The tumor microenvironment is a dynamic and complex ecosystem that is rich fodder for ongoing discovery, raising new hypotheses and identifying opportunities for clinical medicine. However, it is incumbent on us to do our homework to understand critical processes for oncogenesis, determine whether or not alteration, activation, or blockade can lethally alter the natural history, and demonstrate that these treatment strategies can be safely administered. This is truly exciting and gives hope and promise to many patients.

We are no doubt moving in the right direction. Do precision therapies apply to all tumors? Not yet, but as we learn and discover more, we are chipping barriers away one at a time.

References:

1. https://www.cancerresearch.org/immunotherapy/why-immunotherapy
2. https://www.fredhutch.org/en/news/center-news/2016/04/advanced-leukemia-remission-immunotherapy.html
3. https://www.cancerresearch.org/immunotherapy/why-immunotherapy
4. https://www.oncnet.com/news/first-line-pembrolizumab-yields-durable-responses-patients-advanced-mcc
5. https://ascopost.com/issues/september-10-2020/meta-analysis-of-overall-survival-with-immunotherapy-in-patients-with-advanced-cancer-according-to-sex-age-and-performance-status/

About The Author:

Robert L. Coleman, MD, is the chief scientific officer at US Oncology Research.
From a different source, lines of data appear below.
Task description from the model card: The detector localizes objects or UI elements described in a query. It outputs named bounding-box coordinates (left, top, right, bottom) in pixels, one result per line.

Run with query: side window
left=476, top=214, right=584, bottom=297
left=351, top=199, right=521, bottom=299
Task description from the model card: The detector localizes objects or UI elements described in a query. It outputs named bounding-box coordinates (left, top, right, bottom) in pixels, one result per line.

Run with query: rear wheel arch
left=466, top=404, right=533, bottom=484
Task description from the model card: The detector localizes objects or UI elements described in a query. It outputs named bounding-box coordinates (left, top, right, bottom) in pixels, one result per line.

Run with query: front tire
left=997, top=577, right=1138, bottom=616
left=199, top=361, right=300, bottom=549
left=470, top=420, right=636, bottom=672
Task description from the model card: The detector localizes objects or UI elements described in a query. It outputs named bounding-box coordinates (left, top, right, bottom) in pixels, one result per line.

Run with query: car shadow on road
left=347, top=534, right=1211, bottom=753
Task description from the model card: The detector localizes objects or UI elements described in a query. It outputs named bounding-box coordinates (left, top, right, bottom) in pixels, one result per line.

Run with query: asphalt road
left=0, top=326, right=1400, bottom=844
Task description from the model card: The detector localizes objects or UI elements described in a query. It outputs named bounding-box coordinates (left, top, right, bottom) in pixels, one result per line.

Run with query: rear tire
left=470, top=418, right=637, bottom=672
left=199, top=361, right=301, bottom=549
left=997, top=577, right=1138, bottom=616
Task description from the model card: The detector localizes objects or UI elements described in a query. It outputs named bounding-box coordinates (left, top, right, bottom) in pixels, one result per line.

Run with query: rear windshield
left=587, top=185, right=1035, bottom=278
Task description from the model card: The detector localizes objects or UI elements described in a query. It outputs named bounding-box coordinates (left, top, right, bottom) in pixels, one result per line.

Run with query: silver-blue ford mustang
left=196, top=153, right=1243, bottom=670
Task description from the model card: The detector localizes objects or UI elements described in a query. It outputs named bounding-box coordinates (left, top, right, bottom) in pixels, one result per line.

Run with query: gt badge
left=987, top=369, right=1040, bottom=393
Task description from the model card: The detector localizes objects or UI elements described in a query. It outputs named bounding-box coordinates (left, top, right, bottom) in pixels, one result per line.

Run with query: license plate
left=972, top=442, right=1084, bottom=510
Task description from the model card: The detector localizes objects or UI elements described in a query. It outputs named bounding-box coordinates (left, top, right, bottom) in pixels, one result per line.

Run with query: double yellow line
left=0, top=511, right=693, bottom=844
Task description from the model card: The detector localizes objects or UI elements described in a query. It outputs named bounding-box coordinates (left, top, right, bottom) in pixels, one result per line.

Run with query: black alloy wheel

Prior to joining the company, he served as professor, vice chair for clinical research, and executive director for the Cancer Network Research Program at the University of Texas MD Anderson Cancer Center. Coleman’s research interests include drug discovery and novel therapeutics for ovarian, uterine, and cervical cancer; clinical trial development; and statistical design. He has served as PI or co-PI for several Gynecologic Oncology Group (GOG) prospective clinical trials and currently serves as president of the International Gynecologic Cancer Society. Coleman has authored or coauthored over 600 scientific publications. He received his Doctor of Medicine degree from Creighton University.